Distro mirrors are unauthenticated and likely hosted on a public cloud somewhere.

In my opinion, ftp should cease to be distributed without warnings.

If you want the technical details of why ftp can't be used behind a firewall without a special hack, then you can google that and get a much better explanation than anyone here is likely to provide.

If you want security reasons then google can tell you endless information about that too.

Most people who set up file sharing want to keep their files private. This thread, talking about ftp and TLS in the same sentence, wants an encrypted transfer, which means they want security. In those cases, depending on the scenario expected, you might want any number of protocols, but most likely plain-old ftp is not going to work for you. The OP also mentioned a firewall, which pretty much eliminates FTP from the picture altogether unless you have an ftp server specifically hacked to work with a firewall which also must be specifically hacked to work with an ftp server. Now re-read that last sentence, and imagine a network security department head or maybe a third-party team reviewing the security of your site for some certification listening to it.

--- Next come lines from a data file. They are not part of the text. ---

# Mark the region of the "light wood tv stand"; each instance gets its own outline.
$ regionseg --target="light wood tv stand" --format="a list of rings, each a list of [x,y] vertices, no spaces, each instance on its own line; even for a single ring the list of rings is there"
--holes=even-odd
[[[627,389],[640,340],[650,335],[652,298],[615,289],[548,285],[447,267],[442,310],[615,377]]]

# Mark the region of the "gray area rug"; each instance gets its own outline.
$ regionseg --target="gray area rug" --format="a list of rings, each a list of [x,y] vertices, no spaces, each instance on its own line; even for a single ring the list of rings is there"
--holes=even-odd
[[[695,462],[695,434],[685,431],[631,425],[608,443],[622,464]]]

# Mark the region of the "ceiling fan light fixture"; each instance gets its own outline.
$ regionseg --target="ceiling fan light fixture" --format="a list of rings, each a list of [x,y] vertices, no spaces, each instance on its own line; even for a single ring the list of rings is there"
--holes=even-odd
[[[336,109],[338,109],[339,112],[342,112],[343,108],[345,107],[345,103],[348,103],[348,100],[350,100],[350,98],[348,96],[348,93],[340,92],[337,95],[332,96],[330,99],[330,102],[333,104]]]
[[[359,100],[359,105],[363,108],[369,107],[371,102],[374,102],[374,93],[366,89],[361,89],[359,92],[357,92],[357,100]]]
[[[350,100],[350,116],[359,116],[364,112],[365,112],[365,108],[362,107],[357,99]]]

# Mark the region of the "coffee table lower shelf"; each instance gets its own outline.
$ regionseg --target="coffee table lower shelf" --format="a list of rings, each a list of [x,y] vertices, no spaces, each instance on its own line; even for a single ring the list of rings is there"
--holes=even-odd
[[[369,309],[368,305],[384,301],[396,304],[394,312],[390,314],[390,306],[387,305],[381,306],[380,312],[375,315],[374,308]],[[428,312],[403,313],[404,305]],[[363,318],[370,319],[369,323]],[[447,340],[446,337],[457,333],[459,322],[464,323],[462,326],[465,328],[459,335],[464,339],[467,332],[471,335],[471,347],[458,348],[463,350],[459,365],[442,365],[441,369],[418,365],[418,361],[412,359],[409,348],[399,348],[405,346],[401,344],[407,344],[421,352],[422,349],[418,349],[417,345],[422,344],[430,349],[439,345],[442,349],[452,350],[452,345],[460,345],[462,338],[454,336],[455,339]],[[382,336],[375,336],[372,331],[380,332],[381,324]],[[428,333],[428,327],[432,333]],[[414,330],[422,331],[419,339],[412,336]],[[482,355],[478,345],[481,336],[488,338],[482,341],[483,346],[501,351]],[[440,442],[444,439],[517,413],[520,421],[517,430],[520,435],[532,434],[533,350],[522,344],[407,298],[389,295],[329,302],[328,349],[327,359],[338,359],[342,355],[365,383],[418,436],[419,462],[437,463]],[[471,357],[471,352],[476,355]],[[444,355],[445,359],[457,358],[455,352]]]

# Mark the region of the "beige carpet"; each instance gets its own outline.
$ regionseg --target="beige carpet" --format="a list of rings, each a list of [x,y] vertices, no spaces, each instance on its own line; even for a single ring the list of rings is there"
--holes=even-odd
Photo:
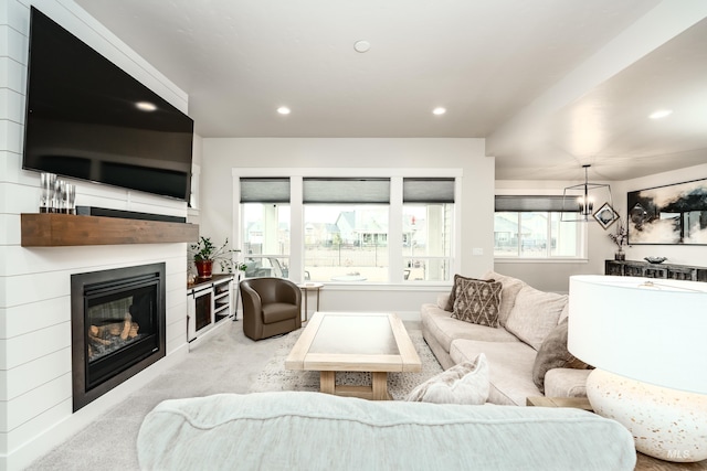
[[[299,339],[302,330],[292,332],[282,339],[273,357],[257,376],[249,392],[262,393],[271,390],[319,390],[319,372],[285,370],[285,358],[293,345]],[[403,400],[419,384],[442,372],[432,351],[422,339],[422,332],[410,330],[410,339],[420,355],[422,372],[420,373],[389,373],[388,392],[394,400]],[[365,386],[371,384],[370,373],[339,372],[336,375],[337,385]]]

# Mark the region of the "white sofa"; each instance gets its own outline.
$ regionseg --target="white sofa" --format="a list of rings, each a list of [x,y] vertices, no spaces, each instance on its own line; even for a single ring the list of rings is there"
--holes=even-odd
[[[633,470],[633,438],[578,409],[370,402],[320,393],[159,404],[143,470]]]
[[[545,390],[532,379],[538,349],[568,314],[567,295],[539,291],[526,282],[494,271],[484,279],[503,285],[498,328],[452,318],[449,296],[421,307],[422,334],[442,367],[473,361],[484,353],[488,361],[488,402],[525,406],[529,396],[587,396],[589,370],[552,368],[545,375]]]

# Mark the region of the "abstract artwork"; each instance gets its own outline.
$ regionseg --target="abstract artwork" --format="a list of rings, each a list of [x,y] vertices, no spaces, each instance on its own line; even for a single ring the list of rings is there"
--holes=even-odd
[[[629,192],[629,244],[707,245],[707,179]]]

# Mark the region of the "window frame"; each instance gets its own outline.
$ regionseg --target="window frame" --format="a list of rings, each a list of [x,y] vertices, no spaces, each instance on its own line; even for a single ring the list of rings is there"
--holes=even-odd
[[[532,200],[542,200],[547,197],[548,200],[558,200],[561,199],[561,195],[556,194],[532,194],[530,192],[523,192],[521,194],[514,193],[497,193],[495,197],[515,197],[523,199],[527,196]],[[532,206],[532,205],[531,205]],[[557,214],[558,224],[580,224],[581,229],[577,232],[576,246],[577,246],[577,255],[576,256],[553,256],[551,245],[548,244],[546,248],[546,255],[542,257],[527,257],[521,256],[521,250],[518,249],[517,255],[496,255],[496,242],[494,237],[494,263],[535,263],[535,264],[544,264],[544,263],[587,263],[589,261],[589,228],[588,223],[584,222],[568,222],[562,221],[560,211],[544,211],[541,208],[531,207],[531,210],[526,211],[509,211],[507,208],[496,210],[494,208],[494,233],[495,233],[495,216],[497,213],[516,213],[518,215],[518,226],[520,226],[520,218],[523,213],[545,213],[547,215],[547,240],[551,240],[552,238],[552,214]]]
[[[388,178],[390,179],[390,207],[389,207],[389,244],[400,240],[400,250],[389,250],[389,275],[386,282],[361,281],[360,285],[405,285],[412,282],[404,280],[403,250],[402,250],[402,215],[403,215],[403,178],[441,178],[454,179],[454,222],[452,228],[452,248],[450,254],[450,274],[460,272],[462,253],[462,185],[463,171],[458,168],[418,168],[418,169],[370,169],[370,168],[233,168],[233,225],[232,240],[234,247],[243,246],[241,225],[242,214],[240,204],[240,179],[244,178],[276,178],[283,174],[289,176],[289,207],[291,207],[291,239],[289,239],[289,279],[302,282],[304,267],[304,199],[303,188],[305,178],[341,179],[355,175],[357,178]],[[400,235],[398,237],[397,235]],[[452,275],[450,275],[451,277]],[[415,285],[447,286],[446,281],[414,281]]]

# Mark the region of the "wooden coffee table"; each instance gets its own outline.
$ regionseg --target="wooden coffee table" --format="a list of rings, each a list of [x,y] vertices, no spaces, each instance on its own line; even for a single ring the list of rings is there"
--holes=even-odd
[[[408,331],[392,313],[315,312],[285,361],[287,370],[318,371],[321,393],[390,399],[388,372],[420,372]],[[370,372],[370,386],[336,385],[336,372]]]

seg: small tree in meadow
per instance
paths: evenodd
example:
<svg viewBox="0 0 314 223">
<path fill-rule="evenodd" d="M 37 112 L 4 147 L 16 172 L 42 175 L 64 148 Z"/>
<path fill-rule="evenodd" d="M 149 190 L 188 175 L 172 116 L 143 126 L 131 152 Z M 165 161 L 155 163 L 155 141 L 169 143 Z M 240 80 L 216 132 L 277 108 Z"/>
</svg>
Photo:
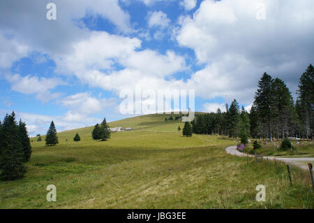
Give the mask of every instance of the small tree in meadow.
<svg viewBox="0 0 314 223">
<path fill-rule="evenodd" d="M 81 138 L 80 137 L 80 135 L 78 134 L 78 133 L 76 133 L 75 136 L 74 136 L 73 141 L 76 143 L 81 141 Z"/>
<path fill-rule="evenodd" d="M 45 141 L 47 145 L 54 145 L 59 143 L 58 136 L 57 136 L 57 129 L 54 127 L 54 121 L 51 122 Z"/>
<path fill-rule="evenodd" d="M 23 164 L 25 156 L 14 112 L 11 115 L 7 114 L 1 124 L 0 138 L 1 178 L 4 180 L 22 178 L 27 171 Z"/>
<path fill-rule="evenodd" d="M 287 138 L 285 138 L 281 144 L 281 150 L 287 150 L 291 149 L 292 148 L 292 145 L 291 145 L 291 142 L 289 139 L 287 139 Z"/>
<path fill-rule="evenodd" d="M 254 141 L 254 143 L 253 143 L 253 148 L 254 148 L 254 150 L 258 150 L 258 149 L 260 149 L 261 148 L 262 148 L 262 145 L 260 143 L 258 143 L 257 140 L 255 140 Z"/>
<path fill-rule="evenodd" d="M 184 123 L 184 127 L 183 129 L 183 135 L 187 137 L 192 136 L 192 127 L 190 127 L 190 122 L 186 122 Z"/>
</svg>

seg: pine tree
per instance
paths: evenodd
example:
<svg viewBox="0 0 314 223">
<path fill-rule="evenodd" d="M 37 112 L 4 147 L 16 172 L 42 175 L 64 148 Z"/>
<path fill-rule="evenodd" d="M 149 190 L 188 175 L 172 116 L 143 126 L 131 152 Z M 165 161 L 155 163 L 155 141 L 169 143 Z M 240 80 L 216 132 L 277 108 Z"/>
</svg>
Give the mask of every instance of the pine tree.
<svg viewBox="0 0 314 223">
<path fill-rule="evenodd" d="M 192 128 L 190 127 L 190 122 L 186 122 L 184 123 L 184 127 L 183 129 L 183 135 L 187 137 L 192 136 Z"/>
<path fill-rule="evenodd" d="M 250 134 L 250 120 L 248 113 L 243 106 L 241 110 L 239 128 L 241 143 L 246 145 L 248 143 L 248 135 Z"/>
<path fill-rule="evenodd" d="M 279 78 L 274 81 L 272 90 L 274 117 L 279 125 L 281 138 L 283 139 L 292 115 L 293 98 L 285 82 Z"/>
<path fill-rule="evenodd" d="M 250 135 L 253 138 L 257 138 L 260 136 L 260 130 L 256 105 L 253 104 L 251 108 L 248 117 L 250 118 Z"/>
<path fill-rule="evenodd" d="M 78 142 L 81 141 L 81 138 L 80 137 L 80 135 L 78 134 L 78 133 L 76 133 L 75 136 L 74 136 L 73 141 L 75 142 Z"/>
<path fill-rule="evenodd" d="M 110 138 L 110 129 L 109 128 L 108 124 L 107 124 L 106 118 L 103 119 L 103 122 L 101 122 L 101 131 L 102 131 L 102 136 L 101 139 L 103 141 L 106 141 Z"/>
<path fill-rule="evenodd" d="M 314 104 L 314 68 L 310 64 L 302 74 L 297 93 L 299 101 L 299 113 L 306 138 L 313 138 L 314 131 L 313 104 Z"/>
<path fill-rule="evenodd" d="M 15 122 L 15 114 L 6 115 L 0 128 L 0 166 L 1 176 L 4 180 L 23 178 L 26 167 L 22 142 L 19 138 L 19 127 Z"/>
<path fill-rule="evenodd" d="M 228 110 L 229 136 L 237 138 L 239 122 L 239 106 L 236 99 L 234 99 Z"/>
<path fill-rule="evenodd" d="M 217 109 L 216 119 L 217 119 L 217 129 L 218 129 L 217 133 L 218 135 L 220 135 L 223 132 L 223 117 L 220 108 Z"/>
<path fill-rule="evenodd" d="M 269 141 L 272 142 L 273 124 L 273 79 L 267 73 L 264 73 L 258 82 L 258 89 L 255 93 L 254 104 L 257 106 L 260 122 L 267 123 Z"/>
<path fill-rule="evenodd" d="M 19 137 L 23 148 L 23 153 L 24 157 L 23 161 L 27 162 L 31 158 L 31 141 L 27 134 L 26 124 L 25 122 L 22 122 L 22 120 L 20 120 L 19 122 Z"/>
<path fill-rule="evenodd" d="M 45 141 L 46 141 L 46 145 L 54 145 L 59 143 L 58 136 L 57 136 L 57 129 L 54 127 L 54 121 L 51 122 Z"/>
<path fill-rule="evenodd" d="M 91 132 L 91 136 L 94 140 L 100 140 L 102 137 L 102 130 L 101 127 L 98 124 L 96 124 L 94 127 L 93 131 Z"/>
</svg>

FTP protocol is extremely unfriendly toward firewalls, and it's extremely unfriendly toward any sort of secure environment. It does not work the way normal client/server code works. By default, the client opens a socket to the server (what you would expect) and does the authentication part, but then the server opens a separate (non-response) socket back to the client again. So your ftp client is a server as well as a client, and the server is a client as well as a server. Are you confused yet?

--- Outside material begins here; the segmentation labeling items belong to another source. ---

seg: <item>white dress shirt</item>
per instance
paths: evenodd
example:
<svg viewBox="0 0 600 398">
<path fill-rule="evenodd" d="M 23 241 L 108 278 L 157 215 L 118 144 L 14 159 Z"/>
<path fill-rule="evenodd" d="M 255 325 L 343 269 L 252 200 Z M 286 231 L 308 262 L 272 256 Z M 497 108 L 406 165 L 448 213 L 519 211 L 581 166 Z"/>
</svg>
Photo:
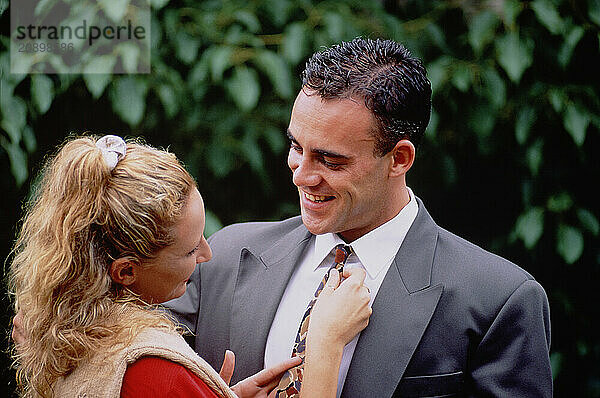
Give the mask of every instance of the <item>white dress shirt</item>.
<svg viewBox="0 0 600 398">
<path fill-rule="evenodd" d="M 360 267 L 366 271 L 364 283 L 371 291 L 370 305 L 373 304 L 383 278 L 417 216 L 417 201 L 410 188 L 408 192 L 409 203 L 394 218 L 350 243 L 354 253 L 346 260 L 345 267 Z M 328 233 L 317 235 L 307 245 L 303 259 L 283 293 L 269 330 L 265 347 L 265 367 L 290 358 L 302 316 L 323 276 L 333 264 L 333 248 L 340 243 L 344 244 L 344 241 L 337 234 Z M 359 336 L 360 333 L 344 347 L 338 378 L 338 398 L 342 393 Z"/>
</svg>

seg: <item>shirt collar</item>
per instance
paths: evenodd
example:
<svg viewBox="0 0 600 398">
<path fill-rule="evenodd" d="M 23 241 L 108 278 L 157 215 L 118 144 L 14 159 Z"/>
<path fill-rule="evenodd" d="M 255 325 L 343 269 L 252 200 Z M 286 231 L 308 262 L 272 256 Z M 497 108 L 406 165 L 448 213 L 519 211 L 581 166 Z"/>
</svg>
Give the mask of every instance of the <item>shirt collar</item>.
<svg viewBox="0 0 600 398">
<path fill-rule="evenodd" d="M 410 200 L 394 218 L 350 244 L 370 278 L 375 278 L 391 263 L 417 216 L 417 201 L 412 190 L 408 187 L 407 189 Z M 344 244 L 338 234 L 316 236 L 312 262 L 315 269 L 338 244 Z"/>
</svg>

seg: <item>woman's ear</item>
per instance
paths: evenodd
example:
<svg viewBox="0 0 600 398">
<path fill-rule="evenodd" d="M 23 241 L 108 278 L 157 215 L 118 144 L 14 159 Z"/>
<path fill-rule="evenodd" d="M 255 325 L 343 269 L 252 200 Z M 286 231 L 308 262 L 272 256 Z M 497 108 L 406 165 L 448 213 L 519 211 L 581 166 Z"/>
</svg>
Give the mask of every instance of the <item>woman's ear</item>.
<svg viewBox="0 0 600 398">
<path fill-rule="evenodd" d="M 112 262 L 109 275 L 113 282 L 129 286 L 137 277 L 136 262 L 131 257 L 121 257 Z"/>
<path fill-rule="evenodd" d="M 415 146 L 409 140 L 400 140 L 394 146 L 392 153 L 392 165 L 390 168 L 390 177 L 397 177 L 406 174 L 415 161 Z"/>
</svg>

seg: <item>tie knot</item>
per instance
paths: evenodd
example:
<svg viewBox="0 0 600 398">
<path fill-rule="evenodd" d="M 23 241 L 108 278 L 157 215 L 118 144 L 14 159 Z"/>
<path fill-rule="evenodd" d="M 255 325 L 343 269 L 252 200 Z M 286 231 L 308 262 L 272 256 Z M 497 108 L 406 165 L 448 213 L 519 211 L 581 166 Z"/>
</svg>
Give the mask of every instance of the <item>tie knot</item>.
<svg viewBox="0 0 600 398">
<path fill-rule="evenodd" d="M 338 245 L 335 248 L 335 263 L 344 264 L 350 253 L 352 253 L 352 248 L 350 246 Z"/>
</svg>

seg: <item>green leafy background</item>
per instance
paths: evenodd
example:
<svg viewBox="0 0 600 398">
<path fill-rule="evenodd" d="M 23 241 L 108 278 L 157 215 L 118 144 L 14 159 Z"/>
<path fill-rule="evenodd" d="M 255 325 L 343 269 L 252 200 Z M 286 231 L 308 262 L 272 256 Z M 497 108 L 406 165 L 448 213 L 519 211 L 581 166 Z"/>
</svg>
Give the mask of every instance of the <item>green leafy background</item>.
<svg viewBox="0 0 600 398">
<path fill-rule="evenodd" d="M 109 17 L 135 12 L 128 0 L 99 4 Z M 40 163 L 70 133 L 169 147 L 199 182 L 209 234 L 297 214 L 284 131 L 306 58 L 359 35 L 391 38 L 424 60 L 433 85 L 409 185 L 440 225 L 542 283 L 555 395 L 600 397 L 600 1 L 151 5 L 151 74 L 110 74 L 116 63 L 135 70 L 139 54 L 127 46 L 86 65 L 104 73 L 11 74 L 10 10 L 0 0 L 3 258 Z M 3 347 L 11 315 L 2 314 Z"/>
</svg>

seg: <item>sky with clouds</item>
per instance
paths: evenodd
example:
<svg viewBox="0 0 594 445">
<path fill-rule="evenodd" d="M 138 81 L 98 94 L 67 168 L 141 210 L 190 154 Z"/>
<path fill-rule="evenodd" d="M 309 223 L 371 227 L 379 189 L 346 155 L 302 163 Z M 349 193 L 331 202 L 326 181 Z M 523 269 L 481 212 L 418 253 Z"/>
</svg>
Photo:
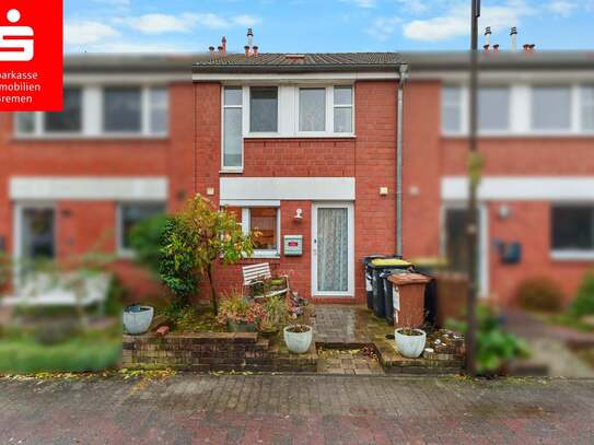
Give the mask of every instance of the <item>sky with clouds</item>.
<svg viewBox="0 0 594 445">
<path fill-rule="evenodd" d="M 466 49 L 469 0 L 65 0 L 67 52 L 243 51 L 246 28 L 265 52 Z M 482 0 L 492 43 L 593 49 L 594 0 Z"/>
</svg>

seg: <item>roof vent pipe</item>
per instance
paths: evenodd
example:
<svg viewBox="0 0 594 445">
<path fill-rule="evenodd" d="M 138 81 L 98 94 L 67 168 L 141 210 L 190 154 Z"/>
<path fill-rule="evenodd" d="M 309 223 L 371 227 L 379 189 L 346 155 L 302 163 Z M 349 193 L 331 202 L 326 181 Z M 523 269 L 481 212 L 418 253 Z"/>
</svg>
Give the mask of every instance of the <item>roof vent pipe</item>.
<svg viewBox="0 0 594 445">
<path fill-rule="evenodd" d="M 491 46 L 491 26 L 485 28 L 485 46 Z"/>
<path fill-rule="evenodd" d="M 517 27 L 512 26 L 510 36 L 512 37 L 512 51 L 515 52 L 517 51 Z"/>
</svg>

There have been a large number of hacks to clean things up since the protocol was first developed, including the PASV command which theoretically solves the double socket issue. The truth is though that ftp is so old and so full of vulnerabilities and patches for those vulnerabilities that you'd just as well start over with modern code because the entire protocol is broken and always has been.

----------

## Hu

 *1clue wrote:*   

> Well, if you're going to be that specific about it, sftp is less secure than scp and will be phased out at some point soon.
> 
> The issue is that the sftp command doesn't verify the name of the file being transferred, so a hostile server can compromise the client system.

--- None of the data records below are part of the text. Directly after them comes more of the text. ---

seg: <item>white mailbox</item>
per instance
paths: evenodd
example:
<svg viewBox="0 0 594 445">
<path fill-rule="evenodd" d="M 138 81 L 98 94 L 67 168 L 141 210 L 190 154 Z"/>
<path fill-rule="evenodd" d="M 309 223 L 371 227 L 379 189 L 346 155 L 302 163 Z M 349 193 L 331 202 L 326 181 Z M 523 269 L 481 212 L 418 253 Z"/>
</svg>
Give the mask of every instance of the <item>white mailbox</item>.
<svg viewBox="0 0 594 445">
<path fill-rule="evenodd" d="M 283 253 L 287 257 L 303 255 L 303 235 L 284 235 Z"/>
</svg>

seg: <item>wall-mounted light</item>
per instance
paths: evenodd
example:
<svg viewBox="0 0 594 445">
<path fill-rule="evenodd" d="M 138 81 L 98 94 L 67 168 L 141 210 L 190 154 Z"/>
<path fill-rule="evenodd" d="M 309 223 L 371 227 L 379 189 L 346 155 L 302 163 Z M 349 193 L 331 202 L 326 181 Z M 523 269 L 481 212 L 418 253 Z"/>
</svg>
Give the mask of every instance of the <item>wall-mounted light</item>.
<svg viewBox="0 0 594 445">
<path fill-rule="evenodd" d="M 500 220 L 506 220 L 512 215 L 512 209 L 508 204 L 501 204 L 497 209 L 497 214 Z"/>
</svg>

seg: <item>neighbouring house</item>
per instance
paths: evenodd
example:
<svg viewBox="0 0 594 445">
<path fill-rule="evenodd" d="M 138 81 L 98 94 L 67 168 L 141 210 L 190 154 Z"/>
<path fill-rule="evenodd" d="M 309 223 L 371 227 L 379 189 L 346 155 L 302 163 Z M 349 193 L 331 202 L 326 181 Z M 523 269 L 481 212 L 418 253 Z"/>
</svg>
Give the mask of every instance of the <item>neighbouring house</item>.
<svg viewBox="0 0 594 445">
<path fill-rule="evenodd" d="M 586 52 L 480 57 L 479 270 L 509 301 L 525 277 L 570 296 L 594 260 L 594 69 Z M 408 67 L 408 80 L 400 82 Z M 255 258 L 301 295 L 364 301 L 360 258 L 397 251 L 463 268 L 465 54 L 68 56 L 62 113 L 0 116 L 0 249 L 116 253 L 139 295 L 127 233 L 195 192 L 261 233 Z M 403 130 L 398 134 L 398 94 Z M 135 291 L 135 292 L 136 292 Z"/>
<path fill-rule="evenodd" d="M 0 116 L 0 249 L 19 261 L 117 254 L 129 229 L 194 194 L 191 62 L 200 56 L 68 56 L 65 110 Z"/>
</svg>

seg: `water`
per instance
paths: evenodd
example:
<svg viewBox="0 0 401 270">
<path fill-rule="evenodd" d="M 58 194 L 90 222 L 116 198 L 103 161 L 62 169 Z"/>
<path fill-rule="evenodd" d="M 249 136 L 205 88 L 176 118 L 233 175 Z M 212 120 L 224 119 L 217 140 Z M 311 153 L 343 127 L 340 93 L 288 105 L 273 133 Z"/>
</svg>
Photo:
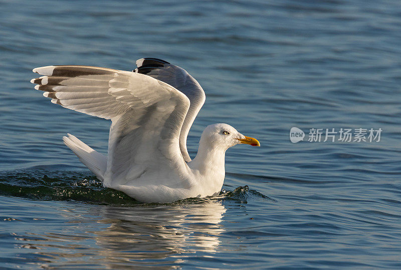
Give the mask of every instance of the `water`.
<svg viewBox="0 0 401 270">
<path fill-rule="evenodd" d="M 398 1 L 0 1 L 0 266 L 401 267 Z M 33 68 L 185 68 L 227 123 L 220 196 L 138 203 L 61 141 L 103 153 L 107 120 L 33 90 Z M 290 128 L 381 128 L 379 142 L 290 142 Z"/>
</svg>

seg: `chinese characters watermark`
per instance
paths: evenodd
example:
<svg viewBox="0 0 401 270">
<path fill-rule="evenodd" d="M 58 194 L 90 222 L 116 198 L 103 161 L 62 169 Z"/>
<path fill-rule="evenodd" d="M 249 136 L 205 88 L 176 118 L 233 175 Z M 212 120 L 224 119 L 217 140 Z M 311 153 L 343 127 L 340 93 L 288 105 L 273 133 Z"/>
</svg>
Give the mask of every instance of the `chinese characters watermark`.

 Do you have a source for this?  I recall reading something similar on LWN, except that everywhere you wrote sftp, that article wrote scp, and vice versa.

----------

## 1clue

 *Hu wrote:*   

>  *1clue wrote:*   Well, if you're going to be that specific about it, sftp is less secure than scp and will be phased out at some point soon.
> 
> The issue is that the sftp command doesn't verify the name of the file being transferred, so a hostile server can compromise the client system. Do you have a source for this?  I recall reading something similar on LWN, except that everywhere you wrote sftp, that article wrote scp, and vice versa.

 

That's disturbing. Googling it, I see you're right. I'll edit my message to prevent anyone from getting it wrong.

----------